Per this old report (http://www.stocksontheweb.com/mmgg.pdf), the cost would be around $200-250 million. The exact amount will be determined by the in-process feasibility study.
They plan on using the feasibility study to get bank debt financing for the building of the mine. They're using the same team that conducted the feasibility study for the Skorpion mine in Africa, the lowest cost zinc producer in the industry. That team produced a bankable feasibility study to finance that mine and also executed it to get Skorpion into production.
I also created a MMGG valuation spreadsheet by taking the stock valuation methodology from that old stocksontheweb report (linked at top) and updating the numbers to current figures. I also added an alternative valuation model which takes the present value of the assumed after-tax cash flow from the zinc mine. They point to a current fair value of $7-15/share (for the zinc portion only) given the assumptions. PM me if you'd like me to email that to you.

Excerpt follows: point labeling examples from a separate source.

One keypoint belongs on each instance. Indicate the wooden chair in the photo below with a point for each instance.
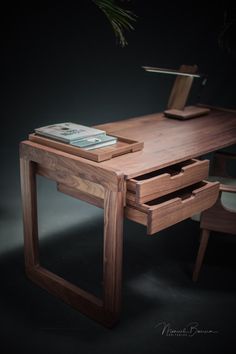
(221, 217)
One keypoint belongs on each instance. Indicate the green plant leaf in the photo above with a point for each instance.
(119, 18)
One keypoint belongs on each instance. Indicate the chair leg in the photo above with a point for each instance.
(201, 252)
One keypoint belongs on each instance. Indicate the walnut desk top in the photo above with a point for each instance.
(166, 143)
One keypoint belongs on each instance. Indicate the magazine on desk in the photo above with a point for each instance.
(77, 135)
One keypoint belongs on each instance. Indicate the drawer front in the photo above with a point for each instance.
(158, 183)
(163, 212)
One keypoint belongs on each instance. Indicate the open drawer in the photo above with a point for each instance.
(175, 207)
(155, 184)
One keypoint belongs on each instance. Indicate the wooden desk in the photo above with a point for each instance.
(166, 143)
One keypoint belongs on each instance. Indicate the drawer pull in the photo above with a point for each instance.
(170, 209)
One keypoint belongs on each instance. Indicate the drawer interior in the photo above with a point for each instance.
(174, 207)
(171, 170)
(183, 194)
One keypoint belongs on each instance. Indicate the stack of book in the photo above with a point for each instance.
(77, 135)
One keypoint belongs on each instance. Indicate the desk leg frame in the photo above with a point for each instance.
(106, 310)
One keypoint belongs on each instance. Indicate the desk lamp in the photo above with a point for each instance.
(176, 105)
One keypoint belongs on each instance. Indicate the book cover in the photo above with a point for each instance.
(68, 132)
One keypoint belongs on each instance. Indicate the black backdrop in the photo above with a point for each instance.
(60, 62)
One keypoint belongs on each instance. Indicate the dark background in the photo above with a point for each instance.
(61, 63)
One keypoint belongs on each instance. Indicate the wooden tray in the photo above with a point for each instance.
(123, 146)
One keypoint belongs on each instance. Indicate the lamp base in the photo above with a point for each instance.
(186, 113)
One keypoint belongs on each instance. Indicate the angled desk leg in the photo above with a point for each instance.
(106, 310)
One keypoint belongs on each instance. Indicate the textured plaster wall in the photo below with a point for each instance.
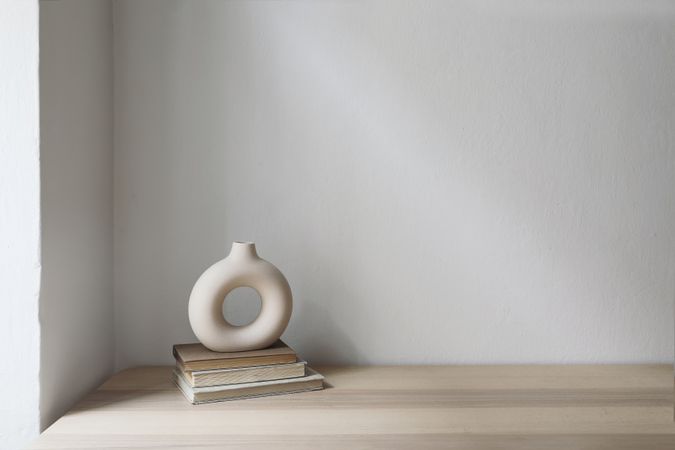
(76, 300)
(19, 224)
(440, 181)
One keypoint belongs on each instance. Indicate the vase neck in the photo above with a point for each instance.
(243, 250)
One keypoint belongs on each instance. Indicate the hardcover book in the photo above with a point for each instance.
(205, 378)
(312, 381)
(197, 357)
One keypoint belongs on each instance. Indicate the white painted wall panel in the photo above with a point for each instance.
(441, 182)
(19, 224)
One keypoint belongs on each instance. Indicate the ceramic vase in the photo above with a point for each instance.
(242, 268)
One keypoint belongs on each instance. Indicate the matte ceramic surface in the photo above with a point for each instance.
(242, 268)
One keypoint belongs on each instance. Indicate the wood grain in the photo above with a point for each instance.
(469, 407)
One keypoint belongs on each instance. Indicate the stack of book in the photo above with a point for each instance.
(205, 376)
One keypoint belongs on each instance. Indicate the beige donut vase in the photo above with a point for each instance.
(242, 268)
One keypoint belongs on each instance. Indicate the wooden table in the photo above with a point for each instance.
(468, 407)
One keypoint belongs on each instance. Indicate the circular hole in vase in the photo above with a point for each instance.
(242, 306)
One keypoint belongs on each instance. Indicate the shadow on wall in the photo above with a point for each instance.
(438, 183)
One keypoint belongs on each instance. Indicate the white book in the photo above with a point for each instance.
(312, 381)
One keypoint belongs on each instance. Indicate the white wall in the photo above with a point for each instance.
(19, 224)
(440, 182)
(76, 308)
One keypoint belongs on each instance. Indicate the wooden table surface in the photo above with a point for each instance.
(416, 407)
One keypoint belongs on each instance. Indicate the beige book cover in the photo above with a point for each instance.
(312, 381)
(197, 357)
(206, 378)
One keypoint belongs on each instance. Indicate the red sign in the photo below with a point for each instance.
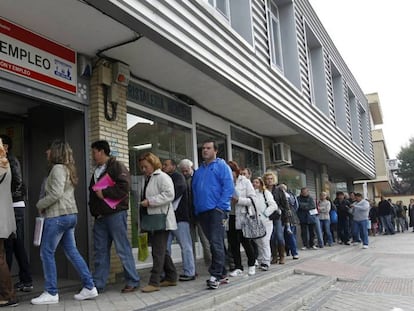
(27, 54)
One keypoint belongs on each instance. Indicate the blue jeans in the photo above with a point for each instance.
(277, 237)
(360, 231)
(387, 225)
(61, 230)
(326, 227)
(183, 236)
(319, 234)
(343, 229)
(290, 239)
(213, 223)
(108, 229)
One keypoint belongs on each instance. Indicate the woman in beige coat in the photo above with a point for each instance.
(156, 198)
(7, 227)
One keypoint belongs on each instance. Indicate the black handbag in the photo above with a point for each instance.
(155, 222)
(251, 225)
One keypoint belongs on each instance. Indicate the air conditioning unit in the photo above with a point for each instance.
(280, 154)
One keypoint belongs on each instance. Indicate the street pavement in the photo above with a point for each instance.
(333, 278)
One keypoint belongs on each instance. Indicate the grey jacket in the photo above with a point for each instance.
(59, 196)
(360, 210)
(7, 220)
(160, 194)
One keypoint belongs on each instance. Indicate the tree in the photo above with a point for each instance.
(406, 167)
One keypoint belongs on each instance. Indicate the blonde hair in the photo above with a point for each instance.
(267, 174)
(262, 184)
(152, 159)
(61, 153)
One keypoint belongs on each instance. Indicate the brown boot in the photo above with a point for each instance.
(281, 250)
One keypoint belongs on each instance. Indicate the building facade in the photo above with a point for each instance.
(383, 183)
(261, 77)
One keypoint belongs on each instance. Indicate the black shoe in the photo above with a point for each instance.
(184, 277)
(213, 283)
(10, 303)
(23, 287)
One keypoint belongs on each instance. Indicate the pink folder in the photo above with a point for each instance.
(103, 183)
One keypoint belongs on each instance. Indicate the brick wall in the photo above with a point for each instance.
(115, 132)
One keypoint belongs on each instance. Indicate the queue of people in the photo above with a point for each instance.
(209, 205)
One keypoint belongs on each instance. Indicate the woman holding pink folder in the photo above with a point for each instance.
(58, 206)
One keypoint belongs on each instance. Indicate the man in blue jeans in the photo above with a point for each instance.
(111, 224)
(182, 215)
(213, 188)
(360, 210)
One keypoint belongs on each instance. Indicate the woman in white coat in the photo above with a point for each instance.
(7, 227)
(265, 205)
(241, 202)
(156, 198)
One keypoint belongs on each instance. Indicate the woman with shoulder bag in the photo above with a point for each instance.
(58, 206)
(265, 205)
(240, 205)
(156, 200)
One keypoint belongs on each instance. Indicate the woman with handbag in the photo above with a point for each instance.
(58, 206)
(158, 219)
(265, 205)
(7, 227)
(241, 205)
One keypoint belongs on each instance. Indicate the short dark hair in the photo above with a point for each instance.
(173, 162)
(7, 141)
(208, 141)
(101, 145)
(234, 167)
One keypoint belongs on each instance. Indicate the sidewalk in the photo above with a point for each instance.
(346, 273)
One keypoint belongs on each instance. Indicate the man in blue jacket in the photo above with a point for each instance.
(213, 188)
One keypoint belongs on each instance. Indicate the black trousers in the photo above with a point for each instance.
(16, 246)
(235, 238)
(307, 234)
(161, 260)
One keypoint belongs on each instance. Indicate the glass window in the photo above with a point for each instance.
(148, 133)
(246, 138)
(205, 133)
(250, 159)
(274, 34)
(294, 179)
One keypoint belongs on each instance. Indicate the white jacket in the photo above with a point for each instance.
(265, 210)
(244, 190)
(160, 194)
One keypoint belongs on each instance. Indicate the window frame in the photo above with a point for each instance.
(274, 49)
(227, 16)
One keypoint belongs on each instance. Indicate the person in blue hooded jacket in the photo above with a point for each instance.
(213, 188)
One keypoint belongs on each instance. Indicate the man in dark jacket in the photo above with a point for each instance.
(277, 240)
(307, 215)
(343, 209)
(15, 245)
(111, 223)
(385, 212)
(182, 215)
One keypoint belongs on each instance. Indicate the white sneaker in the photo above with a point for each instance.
(45, 299)
(252, 270)
(86, 294)
(236, 272)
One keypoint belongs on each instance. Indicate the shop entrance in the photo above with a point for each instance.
(32, 125)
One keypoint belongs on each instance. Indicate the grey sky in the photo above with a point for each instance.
(375, 38)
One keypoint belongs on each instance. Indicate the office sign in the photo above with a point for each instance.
(32, 56)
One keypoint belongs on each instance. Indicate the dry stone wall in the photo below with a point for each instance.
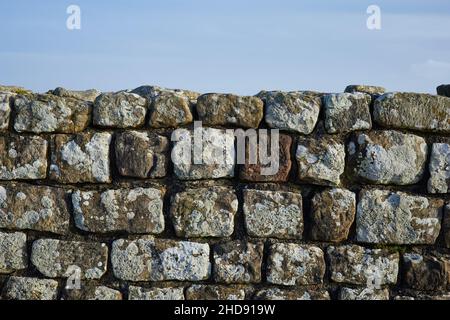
(94, 203)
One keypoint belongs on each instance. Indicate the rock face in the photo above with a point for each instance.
(149, 259)
(141, 154)
(63, 259)
(81, 158)
(413, 111)
(291, 111)
(439, 181)
(49, 113)
(39, 208)
(238, 262)
(292, 264)
(211, 155)
(119, 110)
(357, 265)
(204, 212)
(13, 252)
(397, 218)
(138, 210)
(273, 214)
(332, 214)
(320, 161)
(216, 109)
(23, 157)
(345, 112)
(388, 157)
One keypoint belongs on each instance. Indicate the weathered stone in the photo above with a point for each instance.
(426, 273)
(274, 214)
(216, 109)
(13, 252)
(388, 157)
(345, 112)
(19, 288)
(141, 154)
(414, 111)
(138, 210)
(272, 171)
(320, 161)
(28, 207)
(292, 294)
(119, 110)
(205, 212)
(39, 113)
(357, 265)
(149, 259)
(363, 294)
(238, 262)
(85, 95)
(139, 293)
(439, 181)
(292, 111)
(23, 157)
(211, 156)
(214, 292)
(63, 259)
(332, 214)
(81, 158)
(292, 264)
(390, 217)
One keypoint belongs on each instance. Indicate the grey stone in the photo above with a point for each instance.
(345, 112)
(204, 212)
(358, 265)
(138, 210)
(389, 217)
(388, 157)
(274, 214)
(292, 264)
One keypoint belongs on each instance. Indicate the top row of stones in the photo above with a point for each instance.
(63, 111)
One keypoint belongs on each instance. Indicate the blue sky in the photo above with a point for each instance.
(225, 46)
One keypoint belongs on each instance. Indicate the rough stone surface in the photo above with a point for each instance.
(214, 292)
(273, 214)
(216, 109)
(332, 214)
(390, 217)
(13, 252)
(147, 259)
(204, 212)
(388, 157)
(293, 264)
(238, 262)
(19, 288)
(139, 293)
(29, 207)
(63, 259)
(81, 158)
(215, 159)
(320, 161)
(414, 111)
(266, 171)
(138, 210)
(439, 166)
(119, 110)
(345, 112)
(141, 154)
(23, 157)
(291, 111)
(49, 113)
(358, 265)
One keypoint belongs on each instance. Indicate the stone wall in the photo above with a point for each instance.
(93, 207)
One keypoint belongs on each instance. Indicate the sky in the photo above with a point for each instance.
(230, 46)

The stock took a big hit in recent months as investors from the previous private placement sold and the company had to lower the price for its new placement to complete the feasibility study down to .80. Now that the second placement is closing, the selling pressure is abating and the stock is starting to rebound, joining other zinc stocks which have been rallying on the new 16-year high price of zinc: http://www.kitcometals.com/charts/ZINC_historical.html
The price of zinc has doubled in the past year and a half and looks headed much higher given the supply/demand situation. MMGG trading at less than 1/3 what it was when zinc was half the current price (and before the feasibility study had started and the metallurgy was proven) is a steal, particularly if they can get listed (most likely in Canada). MMGG should at least return to above the $3 it traded at in 2004 once the feasibility study is completed.